Reforming Education

REFORMING EDUCATION is a collection of twenty-four essays spanning the period from 1939 to the 1980’s; an epilogue presents Adler’s list of the great books from antiquity to the present. Only the prologue is a direct reply to Bloom’s book, which Adler regards as inaccurate, both on the causes of our educational malaise and its cure. He accuses Bloom of ignoring the extensive use of the great books in undergraduate education, and paying little attention to the deficiencies of basic schooling.

The heart of Adler’s book is his description of the Paideia project, which he pioneered in 1982 with the aim of making high-quality liberal education available to all American children. The program, which has been implemented in a hundred school districts in fifteen states, is based on a curriculum which emphasizes general, not specialized, learning. Adler cites John Dewey’s remark that vocational training is training for slaves; it is more important to produce genuinely educated people, able to fulfill their potential and engage in a lifelong process of learning. The Paideia project is based on three types of teaching and learning: acquisition of knowledge, development of learning skills, and an enlarged understanding of ideas and values (the latter achieved through Socratic questioning and active participation).

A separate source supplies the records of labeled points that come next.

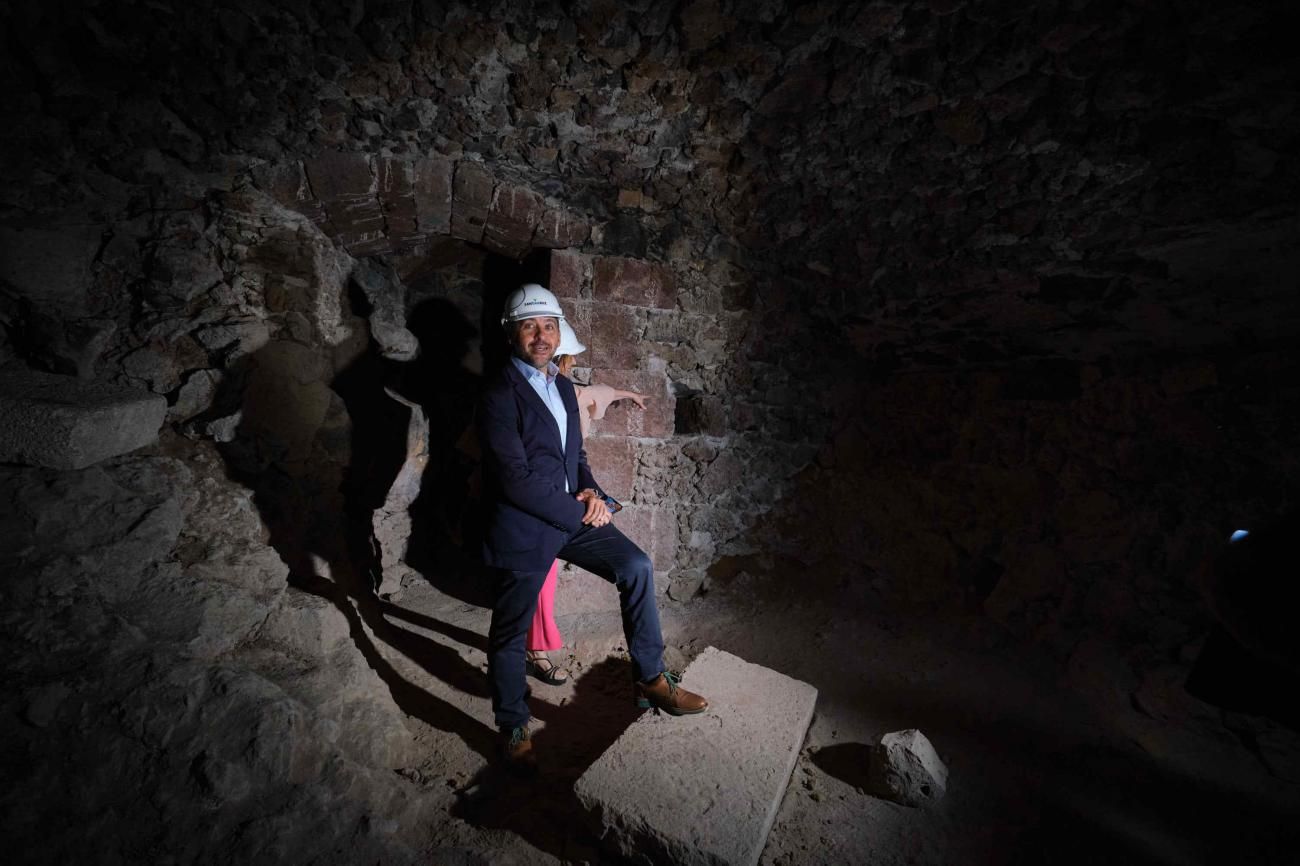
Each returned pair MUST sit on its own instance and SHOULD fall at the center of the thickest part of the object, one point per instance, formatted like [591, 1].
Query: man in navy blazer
[544, 505]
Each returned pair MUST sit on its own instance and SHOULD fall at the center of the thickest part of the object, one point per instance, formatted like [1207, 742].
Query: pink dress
[544, 633]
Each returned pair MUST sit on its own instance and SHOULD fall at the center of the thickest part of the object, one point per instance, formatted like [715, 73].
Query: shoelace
[672, 683]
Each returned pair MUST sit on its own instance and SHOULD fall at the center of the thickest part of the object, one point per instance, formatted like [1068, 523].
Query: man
[544, 505]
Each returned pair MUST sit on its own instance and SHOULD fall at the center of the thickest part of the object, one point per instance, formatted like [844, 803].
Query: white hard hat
[531, 301]
[570, 343]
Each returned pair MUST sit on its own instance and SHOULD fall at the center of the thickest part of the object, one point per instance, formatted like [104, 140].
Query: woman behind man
[593, 401]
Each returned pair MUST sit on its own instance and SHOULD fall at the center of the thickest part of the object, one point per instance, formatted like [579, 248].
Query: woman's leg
[545, 635]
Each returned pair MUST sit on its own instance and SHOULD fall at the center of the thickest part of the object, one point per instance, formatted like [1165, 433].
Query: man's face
[536, 340]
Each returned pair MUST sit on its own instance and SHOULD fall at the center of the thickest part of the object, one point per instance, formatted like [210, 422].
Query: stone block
[906, 769]
[560, 229]
[631, 281]
[286, 182]
[654, 529]
[65, 423]
[512, 217]
[430, 185]
[571, 273]
[471, 195]
[612, 341]
[356, 223]
[397, 200]
[51, 264]
[703, 788]
[336, 176]
[614, 463]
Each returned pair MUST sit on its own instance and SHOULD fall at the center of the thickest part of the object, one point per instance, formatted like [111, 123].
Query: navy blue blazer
[529, 515]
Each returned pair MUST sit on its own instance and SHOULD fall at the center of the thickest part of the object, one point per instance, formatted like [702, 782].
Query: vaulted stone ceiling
[939, 181]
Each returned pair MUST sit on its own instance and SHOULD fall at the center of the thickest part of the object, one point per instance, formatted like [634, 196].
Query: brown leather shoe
[516, 749]
[663, 693]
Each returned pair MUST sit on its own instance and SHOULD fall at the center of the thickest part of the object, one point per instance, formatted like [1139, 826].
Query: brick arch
[378, 204]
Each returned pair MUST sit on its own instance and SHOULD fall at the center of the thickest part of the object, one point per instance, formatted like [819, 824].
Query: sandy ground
[1036, 775]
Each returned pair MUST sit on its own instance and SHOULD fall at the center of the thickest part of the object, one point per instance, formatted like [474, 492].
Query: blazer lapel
[531, 398]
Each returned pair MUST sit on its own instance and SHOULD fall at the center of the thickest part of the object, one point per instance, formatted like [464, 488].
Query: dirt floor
[1036, 774]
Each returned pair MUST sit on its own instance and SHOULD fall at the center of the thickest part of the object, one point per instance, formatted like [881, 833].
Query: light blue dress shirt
[545, 386]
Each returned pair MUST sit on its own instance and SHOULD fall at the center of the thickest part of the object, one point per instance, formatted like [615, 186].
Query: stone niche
[438, 243]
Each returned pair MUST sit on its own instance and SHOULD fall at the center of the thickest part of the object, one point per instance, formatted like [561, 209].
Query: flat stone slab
[702, 788]
[66, 423]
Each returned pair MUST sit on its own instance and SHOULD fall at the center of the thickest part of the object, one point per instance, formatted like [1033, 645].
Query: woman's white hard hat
[570, 343]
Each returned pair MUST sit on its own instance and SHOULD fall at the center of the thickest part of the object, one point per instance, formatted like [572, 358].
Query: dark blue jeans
[603, 551]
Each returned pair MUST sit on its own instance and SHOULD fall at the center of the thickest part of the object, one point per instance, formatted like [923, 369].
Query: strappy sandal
[547, 671]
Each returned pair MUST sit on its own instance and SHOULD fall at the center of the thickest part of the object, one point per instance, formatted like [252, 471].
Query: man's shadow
[544, 809]
[280, 449]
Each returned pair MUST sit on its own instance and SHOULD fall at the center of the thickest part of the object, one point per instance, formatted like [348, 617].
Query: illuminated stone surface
[702, 788]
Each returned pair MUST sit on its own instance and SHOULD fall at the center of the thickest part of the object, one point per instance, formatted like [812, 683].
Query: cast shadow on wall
[287, 438]
[402, 515]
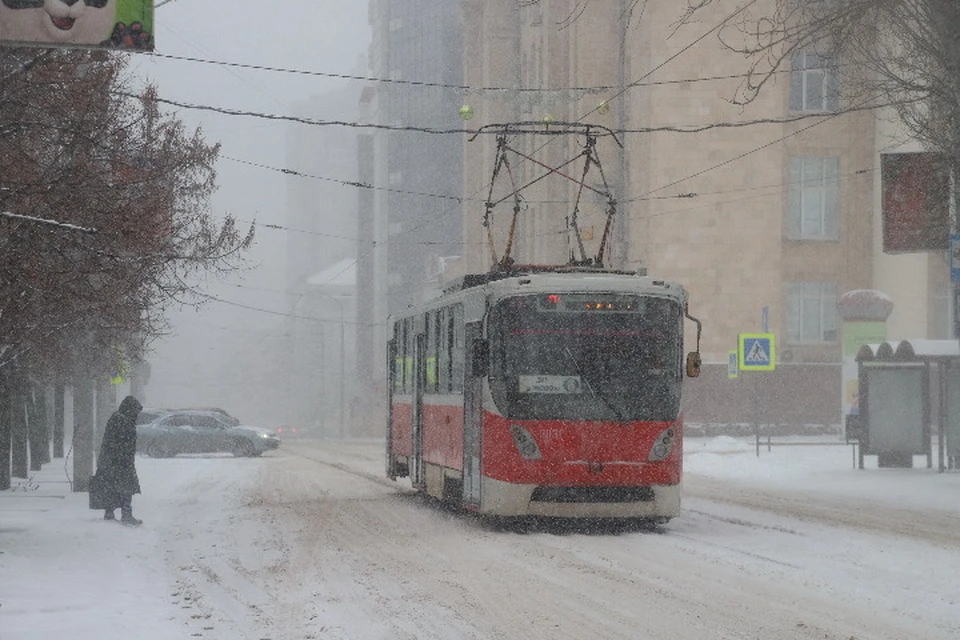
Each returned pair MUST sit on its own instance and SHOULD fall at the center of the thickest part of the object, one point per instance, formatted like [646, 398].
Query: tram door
[472, 417]
[419, 379]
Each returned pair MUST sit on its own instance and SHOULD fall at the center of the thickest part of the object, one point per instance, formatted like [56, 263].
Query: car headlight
[663, 445]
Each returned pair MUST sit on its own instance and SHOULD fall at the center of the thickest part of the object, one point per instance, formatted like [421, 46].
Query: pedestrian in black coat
[115, 465]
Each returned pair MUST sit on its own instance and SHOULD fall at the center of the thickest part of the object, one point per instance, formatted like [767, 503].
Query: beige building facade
[768, 209]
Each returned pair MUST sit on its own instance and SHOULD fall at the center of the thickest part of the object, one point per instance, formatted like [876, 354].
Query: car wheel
[160, 450]
[242, 449]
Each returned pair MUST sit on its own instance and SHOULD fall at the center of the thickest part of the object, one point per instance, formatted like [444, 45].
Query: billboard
[916, 197]
[95, 24]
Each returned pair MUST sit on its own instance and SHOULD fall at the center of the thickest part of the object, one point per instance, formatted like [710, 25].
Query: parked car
[148, 415]
[287, 431]
[223, 413]
[181, 431]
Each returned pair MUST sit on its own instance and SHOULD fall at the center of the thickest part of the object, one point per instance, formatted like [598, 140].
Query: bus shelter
[904, 387]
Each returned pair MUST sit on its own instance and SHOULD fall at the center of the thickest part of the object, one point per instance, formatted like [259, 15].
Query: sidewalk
[68, 575]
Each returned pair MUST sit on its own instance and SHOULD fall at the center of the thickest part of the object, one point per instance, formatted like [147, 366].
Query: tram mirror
[480, 358]
[693, 364]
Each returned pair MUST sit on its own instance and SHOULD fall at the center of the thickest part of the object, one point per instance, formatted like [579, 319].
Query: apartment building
[767, 211]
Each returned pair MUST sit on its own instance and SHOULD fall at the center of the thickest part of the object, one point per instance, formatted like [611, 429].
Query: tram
[543, 393]
[544, 390]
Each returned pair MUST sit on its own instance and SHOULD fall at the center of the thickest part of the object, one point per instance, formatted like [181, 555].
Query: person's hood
[130, 406]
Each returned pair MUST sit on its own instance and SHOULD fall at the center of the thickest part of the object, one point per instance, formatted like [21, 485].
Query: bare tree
[106, 211]
[904, 54]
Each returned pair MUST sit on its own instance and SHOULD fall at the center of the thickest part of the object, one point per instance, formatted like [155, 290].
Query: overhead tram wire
[434, 85]
[425, 130]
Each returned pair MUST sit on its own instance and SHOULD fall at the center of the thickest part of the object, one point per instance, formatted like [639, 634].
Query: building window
[813, 83]
[811, 312]
[813, 208]
[940, 328]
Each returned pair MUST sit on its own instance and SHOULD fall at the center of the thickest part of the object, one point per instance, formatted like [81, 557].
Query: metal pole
[343, 365]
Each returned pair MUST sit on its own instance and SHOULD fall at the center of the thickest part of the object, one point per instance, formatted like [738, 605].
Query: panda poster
[97, 24]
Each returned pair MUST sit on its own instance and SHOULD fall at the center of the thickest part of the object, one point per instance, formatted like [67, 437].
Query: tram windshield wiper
[594, 391]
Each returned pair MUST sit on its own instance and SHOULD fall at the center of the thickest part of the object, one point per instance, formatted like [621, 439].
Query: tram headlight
[526, 445]
[662, 446]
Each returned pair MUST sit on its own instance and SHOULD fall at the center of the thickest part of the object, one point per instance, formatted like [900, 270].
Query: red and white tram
[543, 393]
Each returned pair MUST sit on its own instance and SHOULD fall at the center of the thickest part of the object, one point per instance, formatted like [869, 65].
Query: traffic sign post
[733, 365]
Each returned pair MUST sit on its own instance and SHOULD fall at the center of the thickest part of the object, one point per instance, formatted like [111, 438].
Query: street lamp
[301, 411]
[343, 364]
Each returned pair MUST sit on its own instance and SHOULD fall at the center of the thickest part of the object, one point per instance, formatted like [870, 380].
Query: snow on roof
[339, 274]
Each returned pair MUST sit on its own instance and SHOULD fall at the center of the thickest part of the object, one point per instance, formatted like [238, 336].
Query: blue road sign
[757, 352]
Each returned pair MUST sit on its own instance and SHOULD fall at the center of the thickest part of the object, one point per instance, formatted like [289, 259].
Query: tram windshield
[586, 357]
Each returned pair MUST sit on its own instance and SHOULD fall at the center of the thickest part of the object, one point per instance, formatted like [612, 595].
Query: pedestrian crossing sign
[757, 352]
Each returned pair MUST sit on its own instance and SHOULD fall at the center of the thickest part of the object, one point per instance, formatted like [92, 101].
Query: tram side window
[398, 346]
[433, 349]
[443, 351]
[455, 332]
[405, 356]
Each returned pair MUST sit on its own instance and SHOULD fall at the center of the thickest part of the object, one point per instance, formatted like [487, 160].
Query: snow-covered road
[311, 542]
[316, 544]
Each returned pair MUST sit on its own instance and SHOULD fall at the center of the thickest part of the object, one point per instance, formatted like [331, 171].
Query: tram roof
[564, 277]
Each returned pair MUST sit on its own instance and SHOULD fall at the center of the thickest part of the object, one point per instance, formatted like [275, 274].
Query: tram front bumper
[507, 499]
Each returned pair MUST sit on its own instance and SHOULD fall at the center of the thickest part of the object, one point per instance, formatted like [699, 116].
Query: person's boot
[128, 519]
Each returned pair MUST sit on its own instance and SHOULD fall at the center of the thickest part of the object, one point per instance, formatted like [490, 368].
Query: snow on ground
[66, 574]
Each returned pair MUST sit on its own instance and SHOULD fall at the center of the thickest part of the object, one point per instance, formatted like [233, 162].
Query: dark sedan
[202, 432]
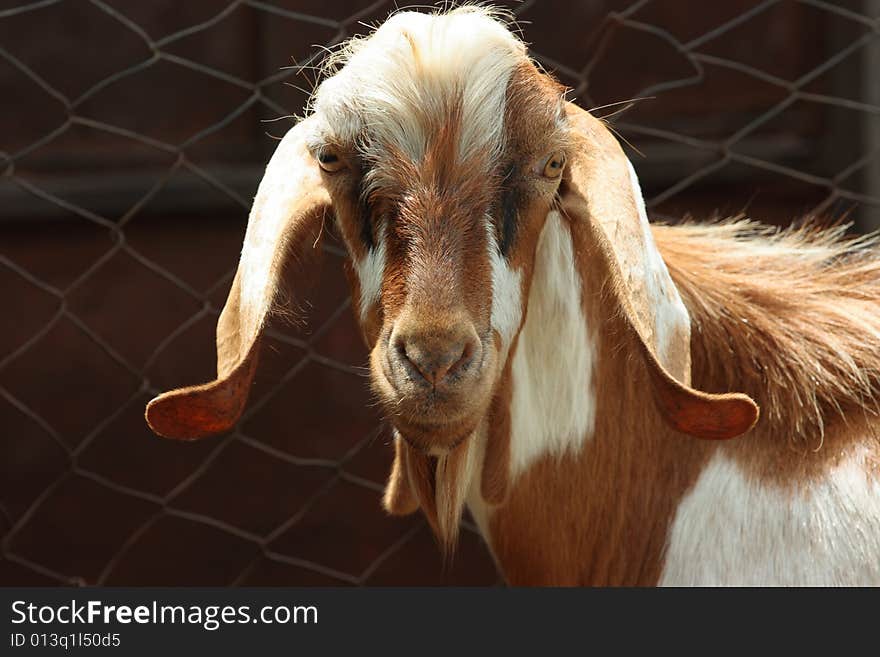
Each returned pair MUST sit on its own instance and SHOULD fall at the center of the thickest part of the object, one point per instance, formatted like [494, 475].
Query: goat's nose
[437, 356]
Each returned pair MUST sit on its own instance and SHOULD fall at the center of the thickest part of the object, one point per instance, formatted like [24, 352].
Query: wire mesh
[59, 493]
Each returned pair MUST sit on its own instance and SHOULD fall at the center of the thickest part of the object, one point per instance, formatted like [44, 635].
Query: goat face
[440, 151]
[435, 195]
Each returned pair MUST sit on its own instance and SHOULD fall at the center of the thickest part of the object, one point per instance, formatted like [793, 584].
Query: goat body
[547, 357]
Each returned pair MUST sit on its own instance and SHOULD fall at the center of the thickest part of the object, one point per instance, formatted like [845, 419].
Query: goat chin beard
[435, 440]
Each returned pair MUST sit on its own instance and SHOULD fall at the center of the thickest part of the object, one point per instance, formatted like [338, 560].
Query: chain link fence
[133, 136]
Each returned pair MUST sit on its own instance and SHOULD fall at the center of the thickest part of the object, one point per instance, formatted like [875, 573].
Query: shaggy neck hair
[788, 317]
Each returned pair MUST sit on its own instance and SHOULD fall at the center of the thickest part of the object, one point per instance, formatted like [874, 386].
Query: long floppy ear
[601, 191]
[285, 219]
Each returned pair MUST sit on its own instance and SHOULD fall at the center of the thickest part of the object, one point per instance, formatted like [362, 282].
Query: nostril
[435, 360]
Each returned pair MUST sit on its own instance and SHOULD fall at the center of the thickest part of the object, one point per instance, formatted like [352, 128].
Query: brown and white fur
[548, 358]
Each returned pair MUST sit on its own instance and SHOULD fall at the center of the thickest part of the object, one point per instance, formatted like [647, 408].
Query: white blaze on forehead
[553, 409]
[671, 318]
[506, 291]
[410, 69]
[734, 529]
[370, 270]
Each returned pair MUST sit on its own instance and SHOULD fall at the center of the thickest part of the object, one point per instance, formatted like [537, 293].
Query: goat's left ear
[285, 223]
[601, 194]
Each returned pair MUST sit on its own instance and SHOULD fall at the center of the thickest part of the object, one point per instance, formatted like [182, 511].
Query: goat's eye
[554, 165]
[330, 161]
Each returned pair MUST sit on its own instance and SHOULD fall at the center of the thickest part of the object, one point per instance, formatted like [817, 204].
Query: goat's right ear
[285, 221]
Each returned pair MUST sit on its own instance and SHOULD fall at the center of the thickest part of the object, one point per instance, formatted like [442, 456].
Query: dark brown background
[132, 136]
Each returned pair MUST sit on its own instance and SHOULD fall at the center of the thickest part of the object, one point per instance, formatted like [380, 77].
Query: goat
[544, 355]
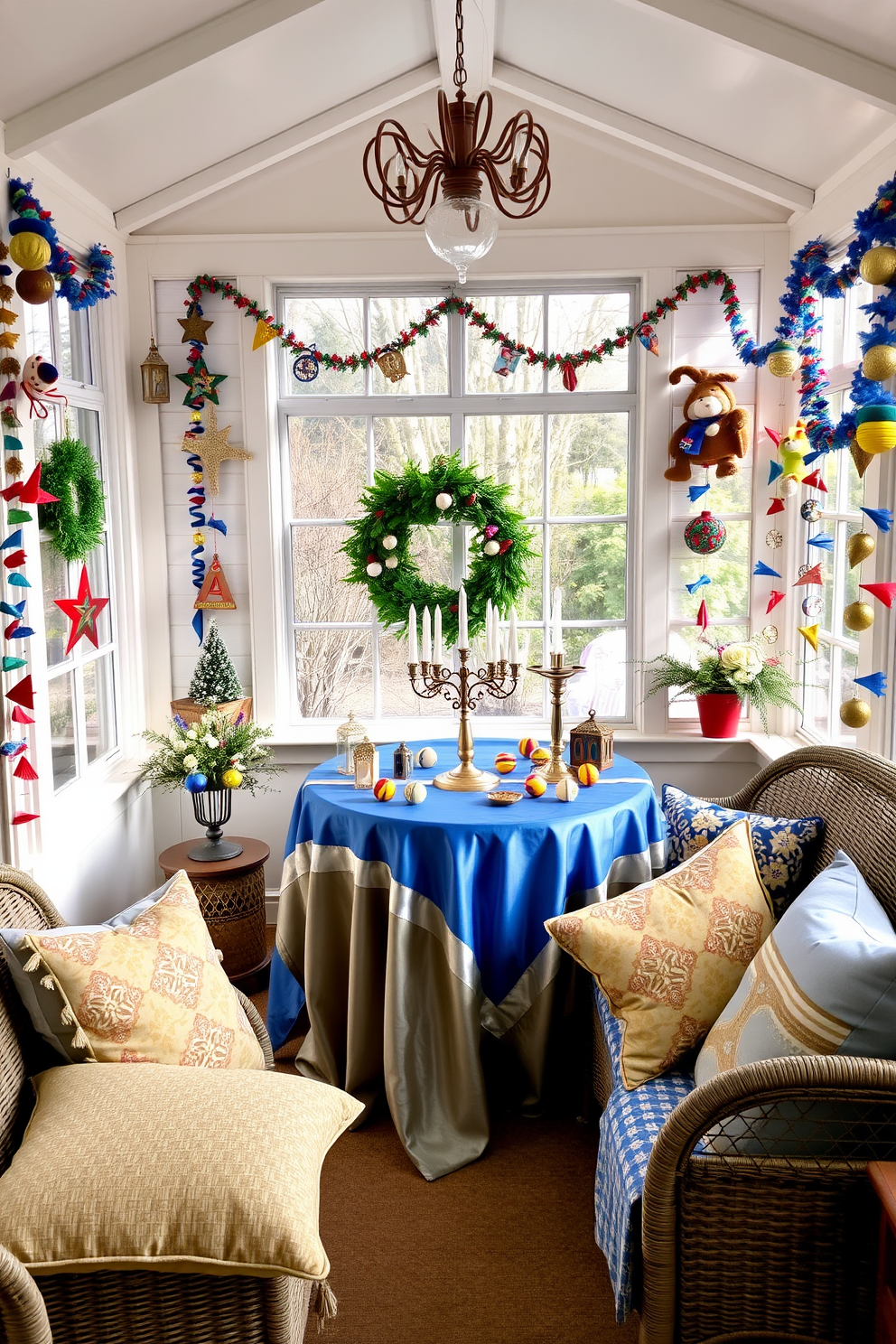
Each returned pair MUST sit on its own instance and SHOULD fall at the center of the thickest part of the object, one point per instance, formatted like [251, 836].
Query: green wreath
[71, 475]
[379, 546]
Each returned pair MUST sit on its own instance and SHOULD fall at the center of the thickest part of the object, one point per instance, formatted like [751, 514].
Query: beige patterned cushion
[178, 1170]
[669, 955]
[148, 989]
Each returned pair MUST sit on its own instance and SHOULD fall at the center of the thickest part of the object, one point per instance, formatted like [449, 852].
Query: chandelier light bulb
[461, 230]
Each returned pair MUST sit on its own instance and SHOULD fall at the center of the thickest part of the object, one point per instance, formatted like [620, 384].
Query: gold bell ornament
[859, 616]
[854, 713]
[879, 265]
[859, 547]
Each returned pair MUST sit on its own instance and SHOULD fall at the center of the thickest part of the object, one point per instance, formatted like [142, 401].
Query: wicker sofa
[116, 1307]
[763, 1241]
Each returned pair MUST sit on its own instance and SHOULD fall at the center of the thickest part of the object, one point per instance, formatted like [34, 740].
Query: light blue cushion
[783, 845]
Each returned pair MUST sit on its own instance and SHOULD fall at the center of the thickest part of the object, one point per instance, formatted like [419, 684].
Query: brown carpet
[499, 1253]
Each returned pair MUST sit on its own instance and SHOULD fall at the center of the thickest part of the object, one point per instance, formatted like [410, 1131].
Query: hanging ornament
[783, 359]
[859, 547]
[859, 616]
[884, 593]
[876, 429]
[854, 713]
[82, 611]
[705, 534]
[215, 595]
[879, 265]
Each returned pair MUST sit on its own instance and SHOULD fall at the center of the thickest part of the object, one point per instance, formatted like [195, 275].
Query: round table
[407, 930]
[231, 897]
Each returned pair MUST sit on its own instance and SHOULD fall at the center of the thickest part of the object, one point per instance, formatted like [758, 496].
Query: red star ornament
[82, 611]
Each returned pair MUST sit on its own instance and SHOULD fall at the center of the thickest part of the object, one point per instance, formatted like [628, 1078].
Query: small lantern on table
[347, 738]
[592, 743]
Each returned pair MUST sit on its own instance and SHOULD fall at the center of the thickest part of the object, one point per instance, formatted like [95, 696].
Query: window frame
[457, 406]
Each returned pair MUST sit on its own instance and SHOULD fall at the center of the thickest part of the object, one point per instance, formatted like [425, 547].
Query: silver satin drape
[395, 999]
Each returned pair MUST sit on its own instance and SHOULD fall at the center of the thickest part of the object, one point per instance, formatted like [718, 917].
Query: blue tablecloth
[480, 878]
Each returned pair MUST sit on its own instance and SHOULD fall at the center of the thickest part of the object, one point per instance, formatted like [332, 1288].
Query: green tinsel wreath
[395, 504]
[71, 475]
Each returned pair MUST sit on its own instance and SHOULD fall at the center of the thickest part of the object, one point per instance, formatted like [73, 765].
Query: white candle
[556, 633]
[411, 633]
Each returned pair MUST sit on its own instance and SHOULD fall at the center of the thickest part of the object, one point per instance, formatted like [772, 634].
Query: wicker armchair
[762, 1242]
[115, 1307]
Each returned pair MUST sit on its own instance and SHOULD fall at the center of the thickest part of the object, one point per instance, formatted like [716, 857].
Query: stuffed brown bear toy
[714, 427]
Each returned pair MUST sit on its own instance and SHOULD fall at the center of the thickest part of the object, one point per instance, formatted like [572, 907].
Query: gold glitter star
[214, 449]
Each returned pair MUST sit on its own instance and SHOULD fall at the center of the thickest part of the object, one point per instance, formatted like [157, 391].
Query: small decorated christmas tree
[215, 679]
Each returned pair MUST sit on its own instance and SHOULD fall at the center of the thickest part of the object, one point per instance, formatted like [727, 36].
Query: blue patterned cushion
[783, 845]
[628, 1131]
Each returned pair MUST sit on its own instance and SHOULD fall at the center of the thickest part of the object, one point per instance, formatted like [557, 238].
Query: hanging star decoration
[214, 449]
[195, 327]
[82, 611]
[201, 383]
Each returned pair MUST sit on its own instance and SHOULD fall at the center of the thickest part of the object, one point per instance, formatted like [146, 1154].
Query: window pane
[73, 355]
[419, 438]
[520, 317]
[99, 707]
[579, 322]
[319, 573]
[589, 564]
[327, 464]
[62, 729]
[55, 583]
[333, 674]
[589, 464]
[335, 325]
[426, 359]
[509, 449]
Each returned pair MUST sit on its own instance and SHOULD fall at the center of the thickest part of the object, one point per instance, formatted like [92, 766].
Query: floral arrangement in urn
[722, 680]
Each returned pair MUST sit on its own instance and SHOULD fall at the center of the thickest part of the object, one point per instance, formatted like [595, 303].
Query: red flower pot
[719, 714]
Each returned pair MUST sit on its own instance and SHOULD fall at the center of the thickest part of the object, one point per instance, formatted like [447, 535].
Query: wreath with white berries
[379, 546]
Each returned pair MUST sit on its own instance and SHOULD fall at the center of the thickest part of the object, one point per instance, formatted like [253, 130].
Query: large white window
[80, 691]
[565, 454]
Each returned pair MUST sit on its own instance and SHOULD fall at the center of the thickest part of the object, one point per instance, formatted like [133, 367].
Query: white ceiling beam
[479, 43]
[275, 148]
[645, 135]
[869, 79]
[30, 129]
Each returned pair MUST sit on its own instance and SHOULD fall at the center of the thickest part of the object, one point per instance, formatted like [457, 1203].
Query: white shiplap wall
[222, 357]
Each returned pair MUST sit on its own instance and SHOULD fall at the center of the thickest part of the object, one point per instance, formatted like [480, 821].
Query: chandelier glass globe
[461, 230]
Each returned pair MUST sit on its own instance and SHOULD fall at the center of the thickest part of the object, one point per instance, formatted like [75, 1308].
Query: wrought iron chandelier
[461, 228]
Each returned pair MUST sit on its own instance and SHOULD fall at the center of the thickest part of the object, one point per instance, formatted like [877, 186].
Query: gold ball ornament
[879, 265]
[35, 286]
[879, 363]
[31, 252]
[854, 713]
[859, 616]
[859, 547]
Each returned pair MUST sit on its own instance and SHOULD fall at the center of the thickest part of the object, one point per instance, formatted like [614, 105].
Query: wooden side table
[231, 895]
[882, 1178]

It calls for equal educational opportunity for all, and is based on more genuinely democratic principles than Allan Bloom’s prescriptions.

This sober, incisive book, the distillation of a lifetime’s experience in education, is free of the polemics and the animus which characterized Bloom’s THE CLOSING OF THE AMERICAN MIND. Perhaps for this reason it is unlikely to top the best-seller lists, but it is nevertheless a book which should be read by everyone who has an interest in the future of American education.